Materials and methods

Plant lines

All mutant lines described in this work are in the Col-0 background. The Col-0, prr9-1, prr7-3, and prr9-1/prr7-3 mutant lines harboring CCA1::LUC have all been described previously (Farré et al. 2005). The new mutant combinations generated in this work were created by crossing the elf3-1 (Zagotta et al. 1996) CCA1::LUC mutant into the prr9-1/prr7-3 double mutant. The various single, double, and triple mutant combinations were then identified through genotyping.

Modeling

The original De Caluwé model considered PRR9 and PRR7 having similar expression profiles and they were characterized as a single model variable (P97) (De Caluwé et al. 2016). Here, we modified the DC Caluwé model to separate the variable P97 so that 3 models were implemented:

  • Model 1: The role of each separated component within the network, as described by De Caluwé et al. 2016, was unchanged.
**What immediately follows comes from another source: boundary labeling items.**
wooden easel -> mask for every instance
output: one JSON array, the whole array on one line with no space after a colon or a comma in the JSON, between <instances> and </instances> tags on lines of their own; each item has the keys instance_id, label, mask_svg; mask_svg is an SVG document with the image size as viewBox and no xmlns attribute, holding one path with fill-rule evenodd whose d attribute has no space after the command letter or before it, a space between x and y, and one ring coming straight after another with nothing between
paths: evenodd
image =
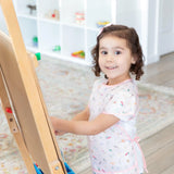
<instances>
[{"instance_id":1,"label":"wooden easel","mask_svg":"<svg viewBox=\"0 0 174 174\"><path fill-rule=\"evenodd\" d=\"M12 0L0 0L0 5L10 35L0 32L0 99L9 127L28 174L36 174L34 163L44 174L66 174Z\"/></svg>"}]
</instances>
  • Model 2: The interaction between CCA1/LHY (CL) and PRR9 (P9) was modified; PRR9 is inhibited by CCA1/LHY.

  • Model 3: The interaction between CCA1/LHY (CL) and PRR9 and PRR7 was modified; PRR9 and PRR7 are now inhibited by CCA1/LHY. Also, a negative autoregulation in CCA1/LHY was introduced as described in Greenwood et al. (2022).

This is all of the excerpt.